The Leap Second Incident¶
Category: The Mystery Domains: linux-ops, distributed-systems Read time: ~5 min
Setting the Scene¶
It was June 30th, and I was on-call for a fleet of about 1,200 Linux servers running a real-time ad-bidding platform. We handled 50,000 bid requests per second with a hard 100ms SLA. At 23:59:60 UTC, the International Earth Rotation Service added a leap second. I knew it was coming -- I'd even read the email from the sysadmin team saying "we're fine, NTP handles it." I went to bed early.
At 00:00:01 UTC on July 1st, my phone exploded.
What Happened¶
Nagios fired 347 alerts in 90 seconds. CPU utilization on roughly half the fleet -- about 580 servers -- jumped to 100% and stayed there. The other half was completely fine. top showed Java processes consuming 100% CPU with no useful work. The bidding service had effectively stopped responding on those hosts.
My first instinct was a bad deploy. I checked the deploy log -- nothing had been pushed in 12 hours. I checked for config changes via our Puppet dashboard. Nothing. I ran dmesg on an affected host and saw a line I'd never seen before: Clock: inserting leap second 23:59:60 UTC.

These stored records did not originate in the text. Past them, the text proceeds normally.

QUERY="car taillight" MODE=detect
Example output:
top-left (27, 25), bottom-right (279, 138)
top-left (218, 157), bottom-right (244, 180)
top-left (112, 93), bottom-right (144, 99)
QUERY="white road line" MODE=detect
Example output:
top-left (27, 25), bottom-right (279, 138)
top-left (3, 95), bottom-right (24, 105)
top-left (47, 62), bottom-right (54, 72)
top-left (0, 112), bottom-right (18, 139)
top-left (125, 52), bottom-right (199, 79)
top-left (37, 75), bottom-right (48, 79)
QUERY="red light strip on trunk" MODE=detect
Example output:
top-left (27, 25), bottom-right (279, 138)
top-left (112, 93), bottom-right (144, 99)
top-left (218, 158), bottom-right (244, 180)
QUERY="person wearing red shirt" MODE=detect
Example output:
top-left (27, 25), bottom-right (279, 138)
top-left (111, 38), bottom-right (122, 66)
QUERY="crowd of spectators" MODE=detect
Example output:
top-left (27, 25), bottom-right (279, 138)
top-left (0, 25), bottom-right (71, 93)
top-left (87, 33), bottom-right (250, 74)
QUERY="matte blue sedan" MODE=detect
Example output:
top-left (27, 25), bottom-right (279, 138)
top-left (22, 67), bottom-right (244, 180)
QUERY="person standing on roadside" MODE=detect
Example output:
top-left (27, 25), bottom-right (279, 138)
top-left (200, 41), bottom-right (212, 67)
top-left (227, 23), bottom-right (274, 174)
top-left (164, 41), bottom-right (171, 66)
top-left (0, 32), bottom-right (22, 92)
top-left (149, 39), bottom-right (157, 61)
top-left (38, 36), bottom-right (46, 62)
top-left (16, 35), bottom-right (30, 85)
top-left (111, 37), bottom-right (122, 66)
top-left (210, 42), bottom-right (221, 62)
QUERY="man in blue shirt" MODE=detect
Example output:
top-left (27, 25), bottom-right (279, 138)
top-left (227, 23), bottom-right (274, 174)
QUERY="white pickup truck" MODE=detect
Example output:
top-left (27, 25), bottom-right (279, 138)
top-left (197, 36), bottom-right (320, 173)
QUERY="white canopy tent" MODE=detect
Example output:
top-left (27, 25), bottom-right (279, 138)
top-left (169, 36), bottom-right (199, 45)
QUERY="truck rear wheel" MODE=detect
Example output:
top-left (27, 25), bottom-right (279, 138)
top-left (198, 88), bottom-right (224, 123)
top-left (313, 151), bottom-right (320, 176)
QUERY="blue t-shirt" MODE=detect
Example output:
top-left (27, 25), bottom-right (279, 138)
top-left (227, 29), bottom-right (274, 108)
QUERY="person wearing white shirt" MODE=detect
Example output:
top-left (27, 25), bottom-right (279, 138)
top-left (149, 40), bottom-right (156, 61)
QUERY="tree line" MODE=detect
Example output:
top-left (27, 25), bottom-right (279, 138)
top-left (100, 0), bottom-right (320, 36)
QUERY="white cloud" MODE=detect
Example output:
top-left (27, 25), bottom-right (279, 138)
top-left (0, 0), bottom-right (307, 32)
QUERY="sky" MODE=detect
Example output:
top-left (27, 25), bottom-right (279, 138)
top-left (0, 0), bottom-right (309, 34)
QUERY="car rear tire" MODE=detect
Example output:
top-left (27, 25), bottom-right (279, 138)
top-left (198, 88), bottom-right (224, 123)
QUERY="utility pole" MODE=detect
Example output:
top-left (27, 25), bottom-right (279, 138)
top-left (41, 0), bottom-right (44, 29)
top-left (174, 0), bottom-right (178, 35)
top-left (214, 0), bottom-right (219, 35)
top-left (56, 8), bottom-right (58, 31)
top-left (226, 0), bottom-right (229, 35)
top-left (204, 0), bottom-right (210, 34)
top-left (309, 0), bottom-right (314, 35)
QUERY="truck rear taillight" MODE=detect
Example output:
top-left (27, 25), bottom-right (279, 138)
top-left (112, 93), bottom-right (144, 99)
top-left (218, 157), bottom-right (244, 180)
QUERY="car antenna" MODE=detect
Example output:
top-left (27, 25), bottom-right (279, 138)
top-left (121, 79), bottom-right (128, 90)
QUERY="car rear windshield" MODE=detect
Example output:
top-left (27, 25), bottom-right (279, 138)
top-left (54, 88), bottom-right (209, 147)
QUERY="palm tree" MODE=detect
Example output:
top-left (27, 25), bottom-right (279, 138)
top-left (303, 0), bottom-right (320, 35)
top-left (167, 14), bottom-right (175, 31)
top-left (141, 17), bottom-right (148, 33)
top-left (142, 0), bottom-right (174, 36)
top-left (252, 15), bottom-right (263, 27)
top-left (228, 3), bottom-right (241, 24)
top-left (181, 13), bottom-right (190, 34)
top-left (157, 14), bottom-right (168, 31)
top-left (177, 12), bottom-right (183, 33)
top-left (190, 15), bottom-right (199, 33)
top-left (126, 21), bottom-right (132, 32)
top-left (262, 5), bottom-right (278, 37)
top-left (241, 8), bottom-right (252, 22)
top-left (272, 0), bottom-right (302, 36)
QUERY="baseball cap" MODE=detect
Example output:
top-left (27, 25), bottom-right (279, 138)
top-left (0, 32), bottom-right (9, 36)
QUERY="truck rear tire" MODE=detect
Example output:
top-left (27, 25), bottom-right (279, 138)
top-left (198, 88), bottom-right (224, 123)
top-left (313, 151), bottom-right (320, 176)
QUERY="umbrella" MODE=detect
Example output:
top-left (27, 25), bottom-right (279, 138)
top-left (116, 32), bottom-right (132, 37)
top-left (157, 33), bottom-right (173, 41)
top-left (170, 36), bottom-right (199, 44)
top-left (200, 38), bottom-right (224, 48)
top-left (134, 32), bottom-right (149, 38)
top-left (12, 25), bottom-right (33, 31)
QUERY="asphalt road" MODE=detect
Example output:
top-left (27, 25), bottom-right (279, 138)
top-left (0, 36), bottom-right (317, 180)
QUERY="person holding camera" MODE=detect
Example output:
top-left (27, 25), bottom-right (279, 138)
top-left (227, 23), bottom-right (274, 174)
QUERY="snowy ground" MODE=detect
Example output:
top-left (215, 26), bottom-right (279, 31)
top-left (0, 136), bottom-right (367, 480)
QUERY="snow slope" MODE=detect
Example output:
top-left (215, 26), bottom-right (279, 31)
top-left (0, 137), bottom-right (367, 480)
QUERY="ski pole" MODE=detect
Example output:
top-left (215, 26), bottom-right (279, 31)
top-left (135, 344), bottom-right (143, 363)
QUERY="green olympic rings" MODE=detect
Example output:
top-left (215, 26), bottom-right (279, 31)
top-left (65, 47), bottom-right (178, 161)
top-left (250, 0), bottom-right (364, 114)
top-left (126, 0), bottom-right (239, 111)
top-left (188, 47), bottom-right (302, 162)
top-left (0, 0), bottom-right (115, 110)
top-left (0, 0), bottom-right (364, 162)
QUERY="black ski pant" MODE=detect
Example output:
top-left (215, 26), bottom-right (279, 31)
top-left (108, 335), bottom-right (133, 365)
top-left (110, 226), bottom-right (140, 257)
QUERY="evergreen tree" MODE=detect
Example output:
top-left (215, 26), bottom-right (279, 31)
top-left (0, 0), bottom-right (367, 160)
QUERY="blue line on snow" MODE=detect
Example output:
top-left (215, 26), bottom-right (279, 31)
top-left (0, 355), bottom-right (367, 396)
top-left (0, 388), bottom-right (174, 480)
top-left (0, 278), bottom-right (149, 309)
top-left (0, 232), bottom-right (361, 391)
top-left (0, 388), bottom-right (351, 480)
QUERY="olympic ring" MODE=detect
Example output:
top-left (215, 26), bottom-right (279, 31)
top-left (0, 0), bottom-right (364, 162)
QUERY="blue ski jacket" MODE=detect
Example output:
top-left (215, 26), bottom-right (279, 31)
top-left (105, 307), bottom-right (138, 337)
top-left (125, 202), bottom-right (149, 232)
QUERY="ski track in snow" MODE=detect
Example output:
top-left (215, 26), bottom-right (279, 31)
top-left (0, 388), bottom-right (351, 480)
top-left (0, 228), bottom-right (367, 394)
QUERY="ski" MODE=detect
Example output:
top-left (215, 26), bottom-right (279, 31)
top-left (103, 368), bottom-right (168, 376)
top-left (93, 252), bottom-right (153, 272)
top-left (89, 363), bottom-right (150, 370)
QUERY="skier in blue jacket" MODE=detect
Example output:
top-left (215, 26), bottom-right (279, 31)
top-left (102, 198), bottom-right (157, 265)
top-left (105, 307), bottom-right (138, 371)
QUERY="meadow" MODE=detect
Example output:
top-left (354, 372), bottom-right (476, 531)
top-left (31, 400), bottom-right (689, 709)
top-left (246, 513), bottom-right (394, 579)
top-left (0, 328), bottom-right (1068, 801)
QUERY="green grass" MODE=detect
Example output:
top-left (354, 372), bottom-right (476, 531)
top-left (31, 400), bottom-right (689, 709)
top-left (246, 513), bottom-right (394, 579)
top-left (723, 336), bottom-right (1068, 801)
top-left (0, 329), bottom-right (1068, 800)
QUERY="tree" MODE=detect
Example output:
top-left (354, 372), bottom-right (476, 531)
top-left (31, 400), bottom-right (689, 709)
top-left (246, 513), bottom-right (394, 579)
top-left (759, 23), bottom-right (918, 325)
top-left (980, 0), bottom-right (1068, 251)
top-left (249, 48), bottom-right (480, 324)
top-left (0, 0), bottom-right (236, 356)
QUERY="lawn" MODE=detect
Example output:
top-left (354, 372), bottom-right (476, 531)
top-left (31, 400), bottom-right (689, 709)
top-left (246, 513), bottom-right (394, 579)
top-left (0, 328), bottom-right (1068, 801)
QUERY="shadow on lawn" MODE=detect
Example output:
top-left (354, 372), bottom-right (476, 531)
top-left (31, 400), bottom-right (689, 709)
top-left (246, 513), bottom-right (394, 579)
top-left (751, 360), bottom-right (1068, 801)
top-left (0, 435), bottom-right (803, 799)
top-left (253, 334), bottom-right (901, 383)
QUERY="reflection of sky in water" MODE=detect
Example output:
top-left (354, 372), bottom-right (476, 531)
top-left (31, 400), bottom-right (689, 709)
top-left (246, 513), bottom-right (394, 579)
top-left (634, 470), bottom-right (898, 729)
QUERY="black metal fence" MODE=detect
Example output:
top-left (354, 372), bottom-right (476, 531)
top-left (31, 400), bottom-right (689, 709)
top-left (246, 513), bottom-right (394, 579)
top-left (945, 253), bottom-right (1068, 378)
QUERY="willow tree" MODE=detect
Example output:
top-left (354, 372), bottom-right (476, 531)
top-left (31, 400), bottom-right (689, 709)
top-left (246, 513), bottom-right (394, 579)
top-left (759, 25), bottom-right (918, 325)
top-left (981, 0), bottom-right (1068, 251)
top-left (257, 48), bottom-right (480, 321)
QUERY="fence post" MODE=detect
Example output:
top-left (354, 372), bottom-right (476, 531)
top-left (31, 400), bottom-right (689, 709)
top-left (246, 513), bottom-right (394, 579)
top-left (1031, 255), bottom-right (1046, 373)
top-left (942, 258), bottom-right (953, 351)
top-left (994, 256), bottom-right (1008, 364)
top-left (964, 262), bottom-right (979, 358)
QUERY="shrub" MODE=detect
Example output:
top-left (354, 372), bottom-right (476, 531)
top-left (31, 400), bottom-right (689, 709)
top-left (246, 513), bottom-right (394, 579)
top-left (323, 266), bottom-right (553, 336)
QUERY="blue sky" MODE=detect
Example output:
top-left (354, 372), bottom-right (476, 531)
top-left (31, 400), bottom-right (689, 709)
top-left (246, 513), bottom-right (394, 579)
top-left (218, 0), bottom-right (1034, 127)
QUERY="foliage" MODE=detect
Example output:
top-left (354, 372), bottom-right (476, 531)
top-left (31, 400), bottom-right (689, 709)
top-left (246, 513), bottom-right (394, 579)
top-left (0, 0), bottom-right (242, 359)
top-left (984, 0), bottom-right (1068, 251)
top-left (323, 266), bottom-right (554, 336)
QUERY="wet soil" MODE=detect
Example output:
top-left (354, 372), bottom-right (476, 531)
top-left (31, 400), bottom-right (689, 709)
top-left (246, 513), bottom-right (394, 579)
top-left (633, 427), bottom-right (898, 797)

I started comparing affected vs. unaffected hosts. Same Java version (OpenJDK 1.7.0_25), same kernel (3.2.0), same configs. The difference was subtle: affected hosts were running kernel 3.2.0-23, unaffected were on 3.2.0-51. A minor kernel patch version.
I found a Red Hat bugzilla entry describing a known issue: the kernel's hrtimer subsystem reacted to the leap second by causing a livelock in futex operations. Java's Thread.sleep() and Object.wait() used futexes under the hood, and when the leap second hit, those calls started spinning instead of sleeping. Every sleeping thread turned into a CPU-burning busy-wait loop.
The Moment of Truth¶
The fix was absurdly simple. On each affected host, I ran:
This reset the kernel's time representation, clearing the leap second flag from the hrtimer state. CPU dropped from 100% to 8% within seconds. We scripted it across the fleet with pssh and had all 580 hosts recovered in under four minutes.
The Aftermath¶
We patched every host to kernel 3.2.0-51+ within the following week. We also upgraded Java to a version that used CLOCK_MONOTONIC instead of CLOCK_REALTIME for its internal timers. I wrote a runbook titled "Weird Time Events" that included leap seconds, DST transitions, and NTP jumps. Nobody laughed at that title after this incident.
The Lessons¶
- Keep systems patched: The fix for this kernel bug had been available for months before the leap second hit. We just hadn't applied it to the older fleet tier.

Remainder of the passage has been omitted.